Solar power is catching on in Florida’s commercial property market

Solar power is catching on in Florida’s commercial property market

Solar power plants have become a common sight in Florida’s residential property market over the past few years, but it hasn’t been used actively in the commercial sector. This trend is beginning to change as more and more large companies realize the value of placing solar panels in little-used spaces, such as roofs of buildings and garages.

Raymond James Financial in Saint Petersburg, Florida, is a vivid example of this shift. The financial centre has recently hired Advanced Green Technologies from Fort Lauderdale that has an office and a warehouse in Tampa to build two carports over garages at its headquarters in the business neighbourhood of Carillon Park. The solar panels on the carports will generate a total of 1.7 MW of renewable electric energy (to put it into perspective, 1 MW can power 164 US houses).

Clint Sockman, Executive Vice President at Advanced Green Technologies, is certain this is going to be an outstanding solar project.
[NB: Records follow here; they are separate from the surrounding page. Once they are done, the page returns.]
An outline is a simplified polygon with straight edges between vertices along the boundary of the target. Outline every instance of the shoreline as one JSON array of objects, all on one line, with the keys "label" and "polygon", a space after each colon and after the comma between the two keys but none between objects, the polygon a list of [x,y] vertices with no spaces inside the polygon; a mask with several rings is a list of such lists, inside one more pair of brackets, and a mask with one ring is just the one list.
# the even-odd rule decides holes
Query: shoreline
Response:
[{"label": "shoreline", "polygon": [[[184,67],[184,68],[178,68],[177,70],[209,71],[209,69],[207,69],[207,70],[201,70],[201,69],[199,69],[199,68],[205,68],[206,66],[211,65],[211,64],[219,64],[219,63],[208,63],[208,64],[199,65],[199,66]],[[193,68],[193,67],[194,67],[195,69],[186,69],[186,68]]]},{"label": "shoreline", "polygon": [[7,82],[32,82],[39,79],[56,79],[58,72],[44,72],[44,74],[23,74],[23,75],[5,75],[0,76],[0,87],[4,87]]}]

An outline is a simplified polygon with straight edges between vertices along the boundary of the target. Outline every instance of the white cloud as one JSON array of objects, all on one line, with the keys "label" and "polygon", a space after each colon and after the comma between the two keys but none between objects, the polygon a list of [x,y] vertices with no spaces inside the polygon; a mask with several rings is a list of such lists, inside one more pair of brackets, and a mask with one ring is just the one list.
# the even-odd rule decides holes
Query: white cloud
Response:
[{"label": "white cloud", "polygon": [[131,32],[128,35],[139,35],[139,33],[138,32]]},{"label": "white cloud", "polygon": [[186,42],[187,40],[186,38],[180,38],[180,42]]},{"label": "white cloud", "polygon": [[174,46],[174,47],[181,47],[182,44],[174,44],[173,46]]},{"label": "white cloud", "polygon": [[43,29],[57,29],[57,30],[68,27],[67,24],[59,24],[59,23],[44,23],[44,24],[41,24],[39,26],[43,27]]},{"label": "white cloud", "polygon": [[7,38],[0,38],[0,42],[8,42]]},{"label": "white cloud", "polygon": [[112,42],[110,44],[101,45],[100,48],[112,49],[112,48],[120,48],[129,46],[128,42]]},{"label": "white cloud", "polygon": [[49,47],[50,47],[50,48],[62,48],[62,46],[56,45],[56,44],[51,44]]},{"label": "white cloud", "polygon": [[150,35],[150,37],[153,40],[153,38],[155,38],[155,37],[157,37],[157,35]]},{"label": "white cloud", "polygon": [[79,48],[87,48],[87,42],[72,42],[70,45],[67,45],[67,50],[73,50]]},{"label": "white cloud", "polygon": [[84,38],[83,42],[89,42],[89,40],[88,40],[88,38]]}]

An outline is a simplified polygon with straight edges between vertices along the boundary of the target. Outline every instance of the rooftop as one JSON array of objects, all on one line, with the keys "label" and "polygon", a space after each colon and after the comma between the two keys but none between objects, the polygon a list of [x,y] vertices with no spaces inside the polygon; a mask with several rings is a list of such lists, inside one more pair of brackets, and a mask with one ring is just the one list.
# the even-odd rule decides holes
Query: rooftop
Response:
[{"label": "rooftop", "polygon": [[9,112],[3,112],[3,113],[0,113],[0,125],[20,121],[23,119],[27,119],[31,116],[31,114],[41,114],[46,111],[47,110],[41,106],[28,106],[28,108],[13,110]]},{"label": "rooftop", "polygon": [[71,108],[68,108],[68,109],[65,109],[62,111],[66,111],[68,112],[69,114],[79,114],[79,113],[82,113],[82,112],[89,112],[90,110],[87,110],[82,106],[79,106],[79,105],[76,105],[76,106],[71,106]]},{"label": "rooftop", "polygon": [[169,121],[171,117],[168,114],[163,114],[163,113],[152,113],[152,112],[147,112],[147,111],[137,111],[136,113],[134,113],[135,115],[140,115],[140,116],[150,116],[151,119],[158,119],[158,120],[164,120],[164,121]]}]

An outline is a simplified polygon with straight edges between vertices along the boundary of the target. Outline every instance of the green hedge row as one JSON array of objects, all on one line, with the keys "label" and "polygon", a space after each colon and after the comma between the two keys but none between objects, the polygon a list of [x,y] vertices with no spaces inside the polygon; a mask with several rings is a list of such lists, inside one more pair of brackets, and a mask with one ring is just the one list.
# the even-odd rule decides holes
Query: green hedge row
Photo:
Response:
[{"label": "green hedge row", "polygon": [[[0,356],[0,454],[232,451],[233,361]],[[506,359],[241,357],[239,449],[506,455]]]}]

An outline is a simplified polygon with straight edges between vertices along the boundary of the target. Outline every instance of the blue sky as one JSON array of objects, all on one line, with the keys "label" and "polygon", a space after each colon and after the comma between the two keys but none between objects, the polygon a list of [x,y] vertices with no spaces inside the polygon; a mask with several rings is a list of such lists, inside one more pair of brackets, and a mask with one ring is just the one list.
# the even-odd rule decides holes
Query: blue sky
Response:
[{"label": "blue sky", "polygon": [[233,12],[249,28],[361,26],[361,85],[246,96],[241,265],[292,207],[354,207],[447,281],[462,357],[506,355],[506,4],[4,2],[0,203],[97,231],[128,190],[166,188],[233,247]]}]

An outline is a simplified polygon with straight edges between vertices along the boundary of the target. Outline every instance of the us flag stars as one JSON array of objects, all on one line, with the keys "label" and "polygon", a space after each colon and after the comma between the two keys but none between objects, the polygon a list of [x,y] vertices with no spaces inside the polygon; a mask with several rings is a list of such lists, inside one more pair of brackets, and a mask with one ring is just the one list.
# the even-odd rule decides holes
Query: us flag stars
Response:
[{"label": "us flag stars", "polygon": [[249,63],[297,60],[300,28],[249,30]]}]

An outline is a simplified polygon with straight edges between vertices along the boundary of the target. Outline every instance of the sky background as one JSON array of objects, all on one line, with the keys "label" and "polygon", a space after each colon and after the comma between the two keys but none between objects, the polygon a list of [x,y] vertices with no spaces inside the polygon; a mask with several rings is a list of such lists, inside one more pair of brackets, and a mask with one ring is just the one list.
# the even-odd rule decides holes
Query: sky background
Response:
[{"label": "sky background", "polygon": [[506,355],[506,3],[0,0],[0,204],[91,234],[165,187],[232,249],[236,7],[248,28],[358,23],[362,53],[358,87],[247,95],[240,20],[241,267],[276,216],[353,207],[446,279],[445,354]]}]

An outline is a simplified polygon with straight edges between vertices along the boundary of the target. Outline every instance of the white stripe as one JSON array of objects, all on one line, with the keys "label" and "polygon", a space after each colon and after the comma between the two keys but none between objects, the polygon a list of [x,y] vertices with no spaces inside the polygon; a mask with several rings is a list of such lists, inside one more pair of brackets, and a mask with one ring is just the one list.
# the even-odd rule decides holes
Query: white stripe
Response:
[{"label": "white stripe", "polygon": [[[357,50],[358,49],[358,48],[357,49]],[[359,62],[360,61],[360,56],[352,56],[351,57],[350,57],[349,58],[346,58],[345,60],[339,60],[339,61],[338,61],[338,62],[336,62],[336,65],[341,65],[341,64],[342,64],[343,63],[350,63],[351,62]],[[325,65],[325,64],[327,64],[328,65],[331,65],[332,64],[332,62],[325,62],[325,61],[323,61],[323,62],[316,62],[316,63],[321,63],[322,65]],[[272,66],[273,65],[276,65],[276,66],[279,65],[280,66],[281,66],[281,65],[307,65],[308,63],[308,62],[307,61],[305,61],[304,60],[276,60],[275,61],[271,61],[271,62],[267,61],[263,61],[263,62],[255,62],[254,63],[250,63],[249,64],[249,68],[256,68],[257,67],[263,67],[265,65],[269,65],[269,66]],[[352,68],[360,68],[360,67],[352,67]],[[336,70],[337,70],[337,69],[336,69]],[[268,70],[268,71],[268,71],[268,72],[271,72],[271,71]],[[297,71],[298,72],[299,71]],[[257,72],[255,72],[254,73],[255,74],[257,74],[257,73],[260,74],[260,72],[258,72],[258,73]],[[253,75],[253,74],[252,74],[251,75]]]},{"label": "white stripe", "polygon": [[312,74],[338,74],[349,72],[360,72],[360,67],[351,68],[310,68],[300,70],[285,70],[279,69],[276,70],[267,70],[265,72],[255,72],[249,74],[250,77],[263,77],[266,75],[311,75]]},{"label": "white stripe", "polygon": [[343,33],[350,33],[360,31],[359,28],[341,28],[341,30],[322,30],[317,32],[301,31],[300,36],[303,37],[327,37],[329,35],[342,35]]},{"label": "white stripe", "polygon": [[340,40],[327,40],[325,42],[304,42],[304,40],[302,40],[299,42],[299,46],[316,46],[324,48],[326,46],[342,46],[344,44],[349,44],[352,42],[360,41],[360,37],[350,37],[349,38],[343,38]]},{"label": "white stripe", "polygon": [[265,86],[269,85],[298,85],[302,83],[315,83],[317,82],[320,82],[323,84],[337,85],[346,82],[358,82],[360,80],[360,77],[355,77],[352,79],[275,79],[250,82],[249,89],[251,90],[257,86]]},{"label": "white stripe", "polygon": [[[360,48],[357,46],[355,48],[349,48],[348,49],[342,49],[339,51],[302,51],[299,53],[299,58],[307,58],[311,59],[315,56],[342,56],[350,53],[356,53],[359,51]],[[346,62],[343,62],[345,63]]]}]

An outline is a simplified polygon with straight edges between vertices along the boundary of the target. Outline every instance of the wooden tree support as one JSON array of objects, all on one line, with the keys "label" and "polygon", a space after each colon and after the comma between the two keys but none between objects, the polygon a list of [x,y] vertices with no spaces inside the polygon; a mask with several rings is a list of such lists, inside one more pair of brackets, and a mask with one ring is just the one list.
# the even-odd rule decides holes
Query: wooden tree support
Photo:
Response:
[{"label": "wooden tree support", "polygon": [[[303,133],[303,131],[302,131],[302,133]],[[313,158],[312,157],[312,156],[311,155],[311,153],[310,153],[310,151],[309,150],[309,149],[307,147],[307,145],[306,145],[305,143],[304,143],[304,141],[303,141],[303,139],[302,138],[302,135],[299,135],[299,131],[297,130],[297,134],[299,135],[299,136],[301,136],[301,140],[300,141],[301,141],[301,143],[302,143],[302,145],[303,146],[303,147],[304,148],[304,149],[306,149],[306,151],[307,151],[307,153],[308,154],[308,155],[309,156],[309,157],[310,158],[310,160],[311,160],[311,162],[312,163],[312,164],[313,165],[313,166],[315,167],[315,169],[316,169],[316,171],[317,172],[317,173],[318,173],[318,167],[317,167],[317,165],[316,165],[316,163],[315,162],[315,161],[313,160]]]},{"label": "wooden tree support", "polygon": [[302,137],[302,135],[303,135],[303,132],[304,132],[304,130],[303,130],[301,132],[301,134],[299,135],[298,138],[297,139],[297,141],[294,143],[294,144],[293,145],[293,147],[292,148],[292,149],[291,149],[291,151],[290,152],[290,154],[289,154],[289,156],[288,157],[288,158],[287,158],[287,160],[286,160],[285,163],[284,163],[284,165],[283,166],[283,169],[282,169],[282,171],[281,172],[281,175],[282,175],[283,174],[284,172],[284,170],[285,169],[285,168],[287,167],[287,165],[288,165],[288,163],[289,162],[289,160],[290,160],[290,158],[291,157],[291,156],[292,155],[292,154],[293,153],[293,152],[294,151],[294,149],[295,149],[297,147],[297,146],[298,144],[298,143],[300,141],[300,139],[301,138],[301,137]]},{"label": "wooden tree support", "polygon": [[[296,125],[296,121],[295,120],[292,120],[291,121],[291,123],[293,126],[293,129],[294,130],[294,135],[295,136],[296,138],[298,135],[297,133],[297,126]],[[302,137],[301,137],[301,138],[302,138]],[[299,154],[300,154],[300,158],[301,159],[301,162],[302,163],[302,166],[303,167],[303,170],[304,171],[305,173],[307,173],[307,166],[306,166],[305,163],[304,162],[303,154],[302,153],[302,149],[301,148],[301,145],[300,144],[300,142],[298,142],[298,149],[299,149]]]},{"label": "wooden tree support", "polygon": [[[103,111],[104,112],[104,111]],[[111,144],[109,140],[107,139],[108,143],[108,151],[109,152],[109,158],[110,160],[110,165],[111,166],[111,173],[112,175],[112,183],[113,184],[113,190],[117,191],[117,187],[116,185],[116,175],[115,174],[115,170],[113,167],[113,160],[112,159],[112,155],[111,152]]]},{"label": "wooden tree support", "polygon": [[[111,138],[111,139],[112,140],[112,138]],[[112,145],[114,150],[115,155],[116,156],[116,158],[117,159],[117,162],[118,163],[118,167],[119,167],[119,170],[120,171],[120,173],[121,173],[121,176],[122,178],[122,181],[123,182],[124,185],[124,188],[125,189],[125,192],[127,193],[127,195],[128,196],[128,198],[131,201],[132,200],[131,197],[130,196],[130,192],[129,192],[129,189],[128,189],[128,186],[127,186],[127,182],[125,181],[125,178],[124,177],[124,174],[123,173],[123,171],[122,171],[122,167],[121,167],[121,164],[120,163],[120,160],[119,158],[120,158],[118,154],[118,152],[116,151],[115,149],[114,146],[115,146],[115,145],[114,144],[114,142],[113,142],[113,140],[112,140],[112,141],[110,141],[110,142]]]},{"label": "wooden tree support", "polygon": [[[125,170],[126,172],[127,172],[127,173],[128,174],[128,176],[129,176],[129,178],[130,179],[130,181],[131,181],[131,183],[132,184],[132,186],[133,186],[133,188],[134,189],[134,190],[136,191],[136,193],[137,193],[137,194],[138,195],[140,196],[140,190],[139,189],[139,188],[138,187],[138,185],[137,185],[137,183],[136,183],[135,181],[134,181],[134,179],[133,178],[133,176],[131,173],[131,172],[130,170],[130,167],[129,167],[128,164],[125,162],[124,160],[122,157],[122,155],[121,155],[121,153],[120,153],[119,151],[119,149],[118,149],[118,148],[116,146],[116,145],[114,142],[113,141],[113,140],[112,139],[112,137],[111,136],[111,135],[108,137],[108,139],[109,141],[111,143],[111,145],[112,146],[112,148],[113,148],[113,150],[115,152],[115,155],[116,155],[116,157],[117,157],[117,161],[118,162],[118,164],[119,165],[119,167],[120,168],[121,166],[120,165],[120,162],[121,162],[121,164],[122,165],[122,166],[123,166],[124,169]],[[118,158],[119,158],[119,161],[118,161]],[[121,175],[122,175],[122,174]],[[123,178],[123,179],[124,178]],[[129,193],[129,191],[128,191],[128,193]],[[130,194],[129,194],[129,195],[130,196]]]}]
All the energy is fed from the garages back to the main facility, so approximately 10% of power used in this huge campus every year can be supplied by only these two garages.

Advanced Green Technologies, founded by Sockman in 2007, is part of the larger Advanced Roofing Group that employs over 700 people. According to him, commercial and industrial solar projects were sometimes hard to sell in the first days of the company’s existence but the demand has been gaining steam. Over the past couple of years alone, the company has installed a 2.25 MW solar cell for a carport at a Lockheed Martin property in Oldsmar and implemented a 3.7 MW project at the campus of JPMorgan Chase in Tampa. The former has been the largest solar cells carport in Florida for a long time, Sockman says. Now the JPMorgan project is the largest, but the Lockheed Martin one was a true breakthrough for the state’s solar power.

Such a burst of activity, however, begs an important question: why are commercial and industrial solar-power projects implemented slowly compared to their counterparts for homes?

Sockman names three reasons. Firstly, the cost of electric energy has historically been far lower in Florida than in other states, so there was no need to urgently implement any solar power solutions. Secondly, federal tax incentives have started growing only recently. And thirdly, Florida, unlike a few other states, has never adopted an aligned, state-approved program to encourage solar projects development.

All this is now changing. Electric energy costs much more than it used to three or four years ago, and companies can receive a tax benefit of up to 40% for using industrial goods from US vendors under the new Inflation Reduction Act.

Sockman emphasizes that solar cells on the roof not only cut energy bills but also reduce environmental impact and protect vehicles from the scorching sun and rain in Florida, while increasing the value of the property.